Cumhurbaşkanı Erdoğan, toplumda ve herkesin hayatında bu kadar özel konuma sahip olan öğretmenlerin haklarını teslim etmenin, asli vazifeleri olduğunu söyledi.

Erdoğan, son 23 yılda hep böyle bir çabanın içinde olduklarını belirterek ülkenin büyümesine, Türkiye ekonomisinin imkânlarının genişlemesine paralel olarak bunu en önce öğretmenlere ve eğitime yansıttıklarını ifade etti.

Eğitimin niteliğini artırmak, eğitimi yaygınlaştırmak, eğitimin önündeki engelleri ve yasakları kaldırmak ve öğrenciler arasında fırsat eşitliğini sağlamak için ilk günden bu yana çalıştıklarını vurgulayan Erdoğan, şunları kaydetti:

"Burada bazı rakamları sizlerle paylaşmakta fayda görüyorum. 2002'de Millî Eğitim Bakanlığımız, merkezî yönetim bütçesi içinde 4. sıradaydı. 2003'ten itibaren eğitime birinci sırayı tahsis ettik, 2026 bütçesinde de bu önceliği aynen koruduk.
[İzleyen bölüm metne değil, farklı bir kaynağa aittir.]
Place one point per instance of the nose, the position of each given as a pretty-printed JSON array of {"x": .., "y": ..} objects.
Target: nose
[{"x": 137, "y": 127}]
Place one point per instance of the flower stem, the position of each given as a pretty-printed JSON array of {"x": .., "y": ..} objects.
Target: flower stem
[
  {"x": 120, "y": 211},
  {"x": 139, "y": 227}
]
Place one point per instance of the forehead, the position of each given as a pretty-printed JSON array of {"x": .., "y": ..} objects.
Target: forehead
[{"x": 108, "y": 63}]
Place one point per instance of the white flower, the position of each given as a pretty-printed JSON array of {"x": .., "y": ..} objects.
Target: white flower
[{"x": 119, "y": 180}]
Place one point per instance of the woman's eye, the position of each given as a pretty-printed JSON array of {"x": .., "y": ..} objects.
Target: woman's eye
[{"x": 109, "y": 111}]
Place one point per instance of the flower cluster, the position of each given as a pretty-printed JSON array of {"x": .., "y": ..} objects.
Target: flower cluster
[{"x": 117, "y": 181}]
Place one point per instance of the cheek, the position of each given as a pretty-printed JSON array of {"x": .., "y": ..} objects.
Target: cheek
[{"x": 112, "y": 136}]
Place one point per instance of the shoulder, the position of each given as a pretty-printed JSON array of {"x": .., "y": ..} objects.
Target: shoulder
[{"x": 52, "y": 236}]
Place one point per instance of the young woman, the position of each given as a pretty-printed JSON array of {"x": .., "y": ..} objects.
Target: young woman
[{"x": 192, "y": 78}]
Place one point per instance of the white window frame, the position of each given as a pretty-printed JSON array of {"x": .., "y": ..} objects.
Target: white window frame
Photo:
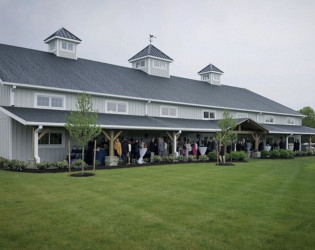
[
  {"x": 292, "y": 121},
  {"x": 241, "y": 115},
  {"x": 140, "y": 66},
  {"x": 116, "y": 103},
  {"x": 168, "y": 107},
  {"x": 268, "y": 118},
  {"x": 209, "y": 111},
  {"x": 50, "y": 96},
  {"x": 62, "y": 145},
  {"x": 67, "y": 45},
  {"x": 159, "y": 67}
]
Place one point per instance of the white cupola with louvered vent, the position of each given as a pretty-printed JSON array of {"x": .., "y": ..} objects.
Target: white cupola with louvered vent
[
  {"x": 152, "y": 61},
  {"x": 211, "y": 74},
  {"x": 63, "y": 44}
]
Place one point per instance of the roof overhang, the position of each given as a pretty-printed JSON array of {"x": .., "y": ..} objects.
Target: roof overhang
[{"x": 62, "y": 38}]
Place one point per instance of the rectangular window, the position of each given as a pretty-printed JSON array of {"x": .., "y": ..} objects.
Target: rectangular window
[
  {"x": 52, "y": 139},
  {"x": 49, "y": 101},
  {"x": 159, "y": 64},
  {"x": 117, "y": 107},
  {"x": 207, "y": 115},
  {"x": 140, "y": 64},
  {"x": 166, "y": 111},
  {"x": 241, "y": 115},
  {"x": 290, "y": 121},
  {"x": 67, "y": 46},
  {"x": 269, "y": 119}
]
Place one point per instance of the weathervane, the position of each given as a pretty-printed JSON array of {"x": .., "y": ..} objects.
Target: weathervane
[{"x": 151, "y": 37}]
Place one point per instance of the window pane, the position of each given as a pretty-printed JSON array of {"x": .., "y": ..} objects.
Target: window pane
[
  {"x": 111, "y": 106},
  {"x": 164, "y": 111},
  {"x": 122, "y": 107},
  {"x": 70, "y": 46},
  {"x": 43, "y": 101},
  {"x": 172, "y": 111},
  {"x": 57, "y": 102},
  {"x": 44, "y": 140},
  {"x": 64, "y": 45},
  {"x": 55, "y": 138}
]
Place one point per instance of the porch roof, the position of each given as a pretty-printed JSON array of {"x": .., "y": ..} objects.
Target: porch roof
[{"x": 57, "y": 118}]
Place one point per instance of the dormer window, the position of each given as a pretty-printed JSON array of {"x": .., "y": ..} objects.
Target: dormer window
[
  {"x": 159, "y": 64},
  {"x": 140, "y": 64},
  {"x": 67, "y": 46}
]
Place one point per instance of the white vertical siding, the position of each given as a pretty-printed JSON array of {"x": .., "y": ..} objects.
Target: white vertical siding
[{"x": 5, "y": 136}]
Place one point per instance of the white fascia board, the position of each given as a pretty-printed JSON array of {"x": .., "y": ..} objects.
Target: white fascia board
[
  {"x": 207, "y": 72},
  {"x": 62, "y": 38},
  {"x": 154, "y": 57},
  {"x": 142, "y": 99},
  {"x": 13, "y": 116}
]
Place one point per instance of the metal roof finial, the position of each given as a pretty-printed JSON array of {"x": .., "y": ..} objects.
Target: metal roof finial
[{"x": 151, "y": 37}]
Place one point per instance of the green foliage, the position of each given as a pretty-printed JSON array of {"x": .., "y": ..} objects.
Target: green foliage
[
  {"x": 78, "y": 164},
  {"x": 264, "y": 154},
  {"x": 203, "y": 158},
  {"x": 274, "y": 154},
  {"x": 157, "y": 158},
  {"x": 192, "y": 158},
  {"x": 43, "y": 165},
  {"x": 82, "y": 124},
  {"x": 61, "y": 164},
  {"x": 17, "y": 165},
  {"x": 212, "y": 156},
  {"x": 182, "y": 158},
  {"x": 242, "y": 155},
  {"x": 170, "y": 159}
]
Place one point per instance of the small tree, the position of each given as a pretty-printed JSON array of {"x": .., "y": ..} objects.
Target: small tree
[
  {"x": 226, "y": 136},
  {"x": 82, "y": 124}
]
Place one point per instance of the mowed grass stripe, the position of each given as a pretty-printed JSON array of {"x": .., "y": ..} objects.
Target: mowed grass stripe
[{"x": 262, "y": 204}]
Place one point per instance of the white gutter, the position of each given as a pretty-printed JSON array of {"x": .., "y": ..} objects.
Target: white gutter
[
  {"x": 142, "y": 99},
  {"x": 37, "y": 159}
]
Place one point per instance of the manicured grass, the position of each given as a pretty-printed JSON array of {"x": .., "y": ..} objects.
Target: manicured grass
[{"x": 263, "y": 204}]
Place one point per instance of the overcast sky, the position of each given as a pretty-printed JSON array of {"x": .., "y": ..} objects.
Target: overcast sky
[{"x": 265, "y": 46}]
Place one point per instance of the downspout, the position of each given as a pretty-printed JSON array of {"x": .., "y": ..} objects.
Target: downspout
[
  {"x": 12, "y": 90},
  {"x": 146, "y": 107},
  {"x": 175, "y": 153},
  {"x": 36, "y": 132}
]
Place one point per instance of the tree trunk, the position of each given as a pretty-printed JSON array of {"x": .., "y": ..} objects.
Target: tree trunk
[{"x": 82, "y": 166}]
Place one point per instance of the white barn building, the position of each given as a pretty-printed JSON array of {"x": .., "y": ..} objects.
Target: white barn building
[{"x": 38, "y": 89}]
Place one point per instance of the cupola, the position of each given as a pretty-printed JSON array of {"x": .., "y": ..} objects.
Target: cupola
[
  {"x": 211, "y": 74},
  {"x": 152, "y": 61},
  {"x": 63, "y": 44}
]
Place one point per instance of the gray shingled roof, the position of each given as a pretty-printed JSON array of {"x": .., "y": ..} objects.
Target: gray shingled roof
[
  {"x": 40, "y": 116},
  {"x": 33, "y": 67},
  {"x": 150, "y": 50},
  {"x": 65, "y": 34},
  {"x": 210, "y": 68}
]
Millî Eğitim Bakanlığımıza 2026'da 1 trilyon 944 milyar lira kaynak ayırdık. 'İlim, ilim bilmektir / İlim kendin bilmektir/ Sen kendini bilmezsen / Ya nice okumaktır.' Bu, rastgele olmuyor. Gerekli desteği en üst seviyede ilme, eğitim öğretime ayırmak durumundayız. Bu dönemde derslik sayımız 343 bindi, bugün 616 bine yükseldi. Özel okullar dâhil edildiğinde bu rakam 754 bine yaklaşıyor. Yani bizden evvel yapılan derslik sayısının iki katını, biz sadece 23 senede ülkemize kazandırmanın kıvancını yaşadık."

"Aktif görevdeki her 10 öğretmenden 8'i bizim dönemimizde atandı"
Okullarda görev yapan öğretmen sayısında da ciddi artışların olduğunun altını çizen Erdoğan, "2002'den bu yana 821 bin 360 öğretmenin atamasını yaptık. Şu an resmî eğitim kurumlarında çalışan öğretmen sayımız, 1 milyon 34 bini aşmıştır. Aktif görevdeki her 10 öğretmenden 8'i bizim dönemimizde atandı. Öğretmen olmazsa öğrenciyi kim yetiştirecek? Buna gereken ehemmiyeti, önemi vermemiz gerekiyordu, işte bunu biz verdik." dedi.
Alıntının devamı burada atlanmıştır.